(λ f. (λ g. (λ x. f (g x))))
=> ((a -> b) -> ((c -> a) -> (c -> b)))
A bidirectional type inference system loosely based on Complete and Easy Bidirectional Typechecking for Higher-Rank Polymorphism.
I read a bit about bidirectional type inference about a year ago but was fuzzy on many of the details, so I figured that it would be a fun exercise to try to implement a full type inference and checking algorithm without consulting any references. This is the result.
At the core is a small lambda calculus,
data Expr =
EUnit Loc
| EIdent Loc Id
| EAnno Loc Expr Type
| ELam Loc Id Expr
| EApp Loc Expr Expr
featuring a unit type which is simply a base type but without anything interesting that you can do with it. Loc
here refers to a type which specifies source location of the expression. After all, two variables with the same name in different parts of the program are unique and need not have the same type.
A corresponding interpreter is included as well,
data Val =
VUnit
| VLam Env Id Expr
type Env = Map Id Val
interp :: Env -> Expr -> Maybe Val
interp _ (EUnit _) = Just VUnit
interp env (EIdent _ x) = Map.lookup x env
interp env (EAnno _ body _) = interp env body
interp env (ELam _ x body) = Just (VLam env x body)
interp env (EApp _ f a) = case ((interp env f), (interp env a)) of
(Just (VLam fenv y body), Just xval) -> interp (Map.insert y xval fenv) body
otherwise -> Nothing
run :: Expr -> Maybe Val
run = interp Map.empty
Moving along...
This is the fun part. Bidirectional typing is centered on two operations, hence the name.
- Type checking, checking that an expression satisfies a given type under some context. For example, checking that
(λ x. x)
has typea -> a
should succeed but checking it against the unit type should fail. - Type synthesis, given an expression and some program context synthesize a new type for the expression. We may not have enough information to determine the exact type that the expression must have, but we can make a guess and put in some placeholders where necessary. For example, we know
(λ x. <body>)
must have a function typea -> b
, but we can't quite be sure about whata
andb
are without looking into the body of the lambda.
Since I was starting with very few pre-conceived notions about what a bidirectional type inference algorithm should look like I ended up diverging from the "Complete and Easy" algorithm in a few ways. In particular, instead of maintaining a so-called "ordered algorithmic context" I simply maintained type environment that mapped source expressions to TypeId
s which are then mapped to types:
newtype TypeId = TypeId Integer
data Type =
TUnit
| TIdent TypeId
| TLam Type Type
data TypeStatus =
Exists
| Forall
| Typed Type
data TypeEnv = TypeEnv Integer (Map Expr TypeId) (Map TypeId TypeStatus)
Well, it's a little bit more complicated than that: a TypeId
can also be marked as existential (Exists
), meaning that we have not yet determined what it should be, or universal (Forall
), meaning that it is a type variable in some polymorphic type. The added indirection here is necessary to model the fact that multiple source expressions may map to the same type. It also allows types to reference other types via TIdent
s. We also keep an Integer
around so we know what the next unused TypeId
should be.
Another distinction is that I managed to reduce the checking half of bidirectional typing to simply a synthesis, followed by a subtype operation:
check :: TypeEnv -> Expr -> Type -> Maybe TypeEnv
check tenv expr typ = do
(typ', tenv') <- synth tenv expr
tenv'' <- subtype tenv' typ' typ
return tenv''
I'm not sure if this is a good or bad thing really. I view it as a simplification, personally. (This is equivalent to the Sub rule in "Complete and Easy.")

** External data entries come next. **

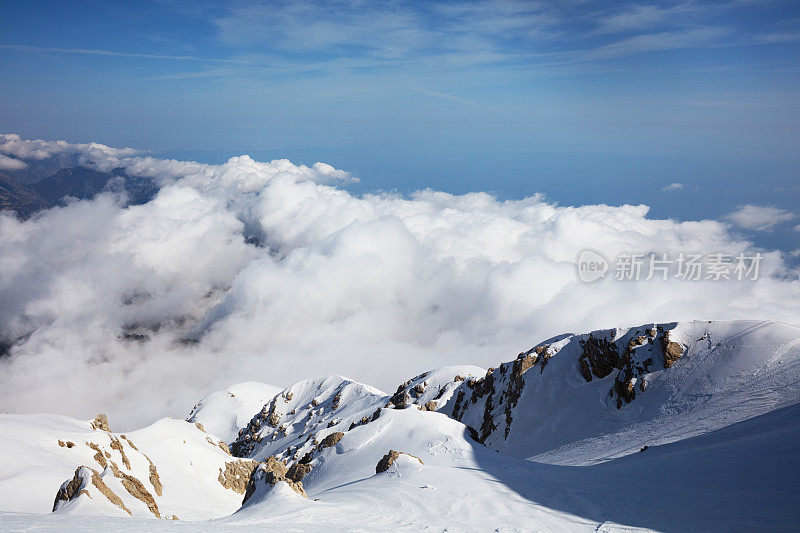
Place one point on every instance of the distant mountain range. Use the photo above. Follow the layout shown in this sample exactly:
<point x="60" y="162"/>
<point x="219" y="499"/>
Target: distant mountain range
<point x="19" y="193"/>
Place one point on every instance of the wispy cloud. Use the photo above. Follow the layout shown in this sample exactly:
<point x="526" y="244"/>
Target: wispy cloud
<point x="111" y="53"/>
<point x="445" y="96"/>
<point x="759" y="218"/>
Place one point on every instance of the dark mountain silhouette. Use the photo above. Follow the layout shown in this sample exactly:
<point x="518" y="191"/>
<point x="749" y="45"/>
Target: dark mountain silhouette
<point x="77" y="182"/>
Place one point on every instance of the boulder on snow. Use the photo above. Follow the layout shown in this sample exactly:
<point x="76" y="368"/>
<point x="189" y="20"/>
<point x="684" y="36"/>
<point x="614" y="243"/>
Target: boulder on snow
<point x="388" y="460"/>
<point x="330" y="440"/>
<point x="100" y="422"/>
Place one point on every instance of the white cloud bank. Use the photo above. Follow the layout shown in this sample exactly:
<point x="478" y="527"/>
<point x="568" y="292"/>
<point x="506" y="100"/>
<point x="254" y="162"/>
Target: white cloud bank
<point x="377" y="287"/>
<point x="759" y="218"/>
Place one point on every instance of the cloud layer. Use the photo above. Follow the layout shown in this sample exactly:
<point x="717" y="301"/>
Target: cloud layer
<point x="272" y="272"/>
<point x="759" y="218"/>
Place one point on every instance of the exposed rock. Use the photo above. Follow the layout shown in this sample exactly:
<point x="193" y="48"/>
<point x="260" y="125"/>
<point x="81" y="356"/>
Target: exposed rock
<point x="236" y="475"/>
<point x="602" y="355"/>
<point x="298" y="471"/>
<point x="70" y="489"/>
<point x="77" y="486"/>
<point x="672" y="350"/>
<point x="100" y="422"/>
<point x="330" y="440"/>
<point x="98" y="456"/>
<point x="155" y="480"/>
<point x="137" y="489"/>
<point x="116" y="445"/>
<point x="388" y="460"/>
<point x="272" y="471"/>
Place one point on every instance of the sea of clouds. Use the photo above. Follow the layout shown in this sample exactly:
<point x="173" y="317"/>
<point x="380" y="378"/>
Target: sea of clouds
<point x="274" y="272"/>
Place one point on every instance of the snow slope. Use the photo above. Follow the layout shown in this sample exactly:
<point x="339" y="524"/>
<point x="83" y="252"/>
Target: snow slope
<point x="171" y="464"/>
<point x="669" y="427"/>
<point x="727" y="372"/>
<point x="224" y="413"/>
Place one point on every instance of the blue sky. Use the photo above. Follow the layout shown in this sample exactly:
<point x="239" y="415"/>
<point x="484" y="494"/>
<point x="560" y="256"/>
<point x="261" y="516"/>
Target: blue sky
<point x="585" y="102"/>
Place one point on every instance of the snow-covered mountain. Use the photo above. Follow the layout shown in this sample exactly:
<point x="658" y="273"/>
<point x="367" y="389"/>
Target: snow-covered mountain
<point x="675" y="426"/>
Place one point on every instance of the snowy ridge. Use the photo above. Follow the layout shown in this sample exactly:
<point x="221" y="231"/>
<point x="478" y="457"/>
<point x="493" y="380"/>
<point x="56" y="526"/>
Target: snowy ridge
<point x="579" y="399"/>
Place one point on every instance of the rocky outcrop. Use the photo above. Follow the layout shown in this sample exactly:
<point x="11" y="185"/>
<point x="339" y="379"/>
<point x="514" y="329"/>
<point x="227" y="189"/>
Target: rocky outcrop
<point x="100" y="423"/>
<point x="388" y="460"/>
<point x="487" y="405"/>
<point x="78" y="485"/>
<point x="330" y="440"/>
<point x="237" y="474"/>
<point x="672" y="350"/>
<point x="70" y="489"/>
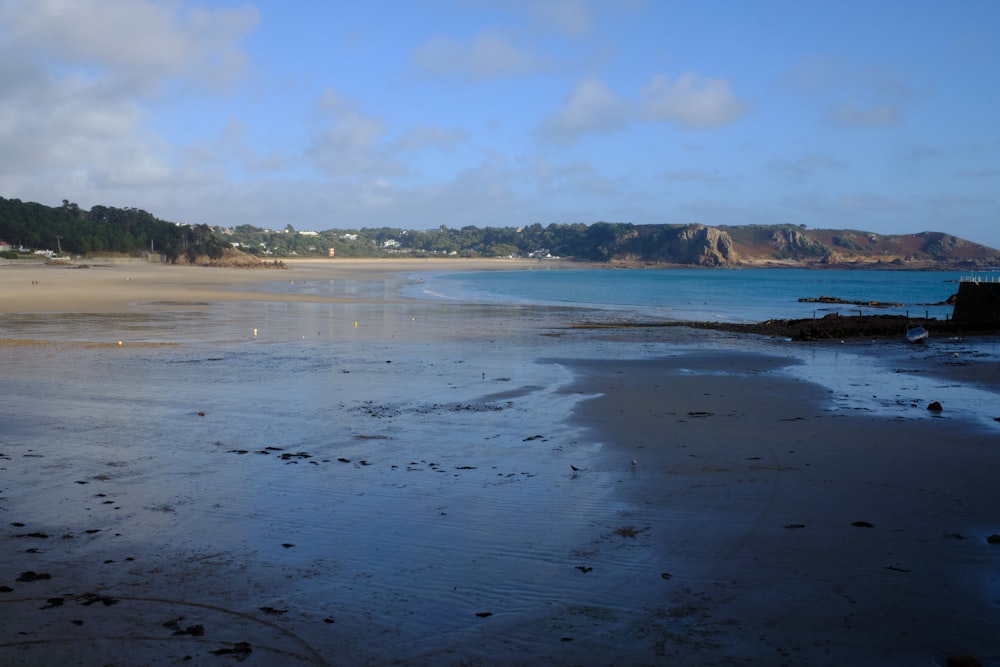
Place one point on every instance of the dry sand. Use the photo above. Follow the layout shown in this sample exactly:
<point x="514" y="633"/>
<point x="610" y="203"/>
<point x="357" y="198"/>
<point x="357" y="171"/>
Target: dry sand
<point x="756" y="525"/>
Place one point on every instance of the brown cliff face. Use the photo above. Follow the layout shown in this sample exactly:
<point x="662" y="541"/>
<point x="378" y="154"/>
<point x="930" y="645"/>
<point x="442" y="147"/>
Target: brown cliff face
<point x="702" y="246"/>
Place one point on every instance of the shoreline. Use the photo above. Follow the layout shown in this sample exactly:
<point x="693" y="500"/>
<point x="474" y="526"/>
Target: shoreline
<point x="453" y="482"/>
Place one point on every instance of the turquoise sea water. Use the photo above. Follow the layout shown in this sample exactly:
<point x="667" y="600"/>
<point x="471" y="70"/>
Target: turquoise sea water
<point x="748" y="295"/>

The rest of the implementation actually reflects the "Complete and Easy" algorithm fairly closely. I also ended up with subtype
and synth
, but happened to inline the instantiation rules.
synth :: TypeEnv -> Expr -> Maybe (Type, TypeEnv)
subtype :: TypeEnv -> Type -> Type -> Maybe TypeEnv
These implementations are fairly routine. Function applications are a little tricky, but with those figured out the rest falls into place. Function subtyping also requires a little bit of care, of course. A1 <: A2
and B1 <: B2
does not imply A1 -> B1 <: A2 -> B2
!
All in all, I'm pretty happy with the way it turned out. In my (very partial) opinion, the implementation with an unordered mapping from expressions to types is more intuitive than thinking about an ordered context of solved and unsolved types. The implementation also doesn't require type markers or list splicing kung fu which is nice.
I went back to read the paper and noted the connections between the two in code comments so it should be fairly approachable to readers who prefer reading at LaTeX.
- There are a number of things that could be made more monadic/clean. PRs welcome!
- Record subtyping is next on my list. I spent a bit of time on this, but I've come to the conclusion that it requires using a constraint solver approach. Should be do-able though.